# Kepler–Bouwkamp constant

In plane geometry, the Kepler–Bouwkamp constant (or polygon inscribing constant) is obtained as a limit of the following sequence. Take a circle of radius 1. Inscribe a regular triangle in this circle. Inscribe a circle in this triangle. Inscribe a square in it. Inscribe a circle, regular pentagon, circle, regular hexagon and so forth. The radius of the limiting circle is called the Kepler–Bouwkamp constant (Finch, 2003).
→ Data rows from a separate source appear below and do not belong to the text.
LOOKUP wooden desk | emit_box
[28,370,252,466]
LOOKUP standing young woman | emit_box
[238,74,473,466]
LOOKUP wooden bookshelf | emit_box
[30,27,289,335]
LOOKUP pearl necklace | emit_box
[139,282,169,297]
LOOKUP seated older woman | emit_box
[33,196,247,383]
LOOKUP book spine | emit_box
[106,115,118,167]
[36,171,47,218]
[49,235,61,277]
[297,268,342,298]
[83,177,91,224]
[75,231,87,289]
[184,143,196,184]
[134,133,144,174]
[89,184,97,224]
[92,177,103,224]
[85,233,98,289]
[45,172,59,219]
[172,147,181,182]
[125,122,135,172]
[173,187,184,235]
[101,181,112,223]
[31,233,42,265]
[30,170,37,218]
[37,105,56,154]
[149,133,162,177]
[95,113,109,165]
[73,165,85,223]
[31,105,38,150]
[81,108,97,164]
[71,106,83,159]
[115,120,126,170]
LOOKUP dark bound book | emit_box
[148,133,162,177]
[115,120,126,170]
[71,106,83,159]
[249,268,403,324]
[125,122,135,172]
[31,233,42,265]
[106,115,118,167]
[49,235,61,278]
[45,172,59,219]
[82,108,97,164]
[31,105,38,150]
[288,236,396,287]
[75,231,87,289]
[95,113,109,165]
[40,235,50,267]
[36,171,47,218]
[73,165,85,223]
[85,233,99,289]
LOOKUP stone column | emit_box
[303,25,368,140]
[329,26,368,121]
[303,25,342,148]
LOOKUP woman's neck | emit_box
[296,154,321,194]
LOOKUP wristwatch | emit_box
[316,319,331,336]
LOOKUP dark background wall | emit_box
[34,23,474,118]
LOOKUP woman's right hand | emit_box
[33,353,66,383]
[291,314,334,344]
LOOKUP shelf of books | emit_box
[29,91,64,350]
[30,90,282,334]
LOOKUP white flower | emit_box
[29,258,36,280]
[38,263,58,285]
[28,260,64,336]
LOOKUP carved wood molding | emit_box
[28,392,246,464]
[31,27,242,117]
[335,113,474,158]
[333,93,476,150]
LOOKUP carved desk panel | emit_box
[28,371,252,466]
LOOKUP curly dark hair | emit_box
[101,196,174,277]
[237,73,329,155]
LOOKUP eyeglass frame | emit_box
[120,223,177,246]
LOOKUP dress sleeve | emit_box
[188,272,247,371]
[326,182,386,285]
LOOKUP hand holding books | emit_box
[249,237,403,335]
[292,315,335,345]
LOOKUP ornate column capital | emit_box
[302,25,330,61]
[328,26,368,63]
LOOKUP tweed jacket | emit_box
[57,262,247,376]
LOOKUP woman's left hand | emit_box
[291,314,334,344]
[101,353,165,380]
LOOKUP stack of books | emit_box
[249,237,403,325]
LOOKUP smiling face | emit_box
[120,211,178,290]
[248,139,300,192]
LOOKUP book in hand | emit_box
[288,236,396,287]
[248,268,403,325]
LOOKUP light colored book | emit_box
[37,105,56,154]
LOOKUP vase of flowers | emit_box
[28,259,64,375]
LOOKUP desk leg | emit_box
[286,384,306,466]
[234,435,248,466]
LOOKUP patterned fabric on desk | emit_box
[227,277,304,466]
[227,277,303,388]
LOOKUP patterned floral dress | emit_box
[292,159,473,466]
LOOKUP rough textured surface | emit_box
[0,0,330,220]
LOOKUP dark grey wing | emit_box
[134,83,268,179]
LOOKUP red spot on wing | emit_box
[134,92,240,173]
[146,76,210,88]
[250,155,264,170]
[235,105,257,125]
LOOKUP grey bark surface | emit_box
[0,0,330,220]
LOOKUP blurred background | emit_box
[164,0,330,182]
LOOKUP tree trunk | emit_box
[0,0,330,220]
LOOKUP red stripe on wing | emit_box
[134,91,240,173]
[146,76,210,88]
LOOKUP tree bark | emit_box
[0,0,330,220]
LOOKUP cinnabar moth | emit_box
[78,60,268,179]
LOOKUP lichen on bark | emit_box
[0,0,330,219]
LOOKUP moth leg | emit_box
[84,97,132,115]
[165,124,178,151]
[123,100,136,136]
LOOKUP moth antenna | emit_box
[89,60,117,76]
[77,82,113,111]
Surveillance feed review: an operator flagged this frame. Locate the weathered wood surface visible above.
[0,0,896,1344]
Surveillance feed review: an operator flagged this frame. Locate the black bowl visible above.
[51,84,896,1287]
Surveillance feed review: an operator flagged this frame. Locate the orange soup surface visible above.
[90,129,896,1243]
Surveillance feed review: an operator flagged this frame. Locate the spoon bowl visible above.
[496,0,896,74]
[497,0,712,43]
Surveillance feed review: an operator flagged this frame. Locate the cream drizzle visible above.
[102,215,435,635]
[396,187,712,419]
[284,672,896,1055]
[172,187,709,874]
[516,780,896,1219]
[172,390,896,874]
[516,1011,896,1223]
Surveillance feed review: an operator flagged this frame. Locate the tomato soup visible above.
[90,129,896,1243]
It is named after Johannes Kepler and Christoffel Bouwkamp [de], and is the inverse of the polygon circumscribing constant.

## Numerical value

The decimal expansion of the Kepler–Bouwkamp constant is (sequence A085365 in the OEIS)

$\prod _{k=3}^{\infty }\cos \left({\frac {\pi }{k}}\right)=0.1149420448\dots .$
The natural logarithm of the Kepler-Bouwkamp constant is given by
$-2\sum _{k=1}^{\infty }{\frac {2^{2k}-1}{2k}}\zeta (2k)\left(\zeta (2k)-1-{\frac {1}{2^{2k}}}\right)$

where $\zeta (s)=\sum _{n=1}^{\infty }{\frac {1}{n^{s}}}$  is the Riemann zeta function.

If the product is taken over the odd primes, the constant

$\prod _{k=3,5,7,11,13,17,\ldots }\cos \left({\frac {\pi }{k}}\right)=0.312832\ldots$

is obtained (sequence A131671 in the OEIS).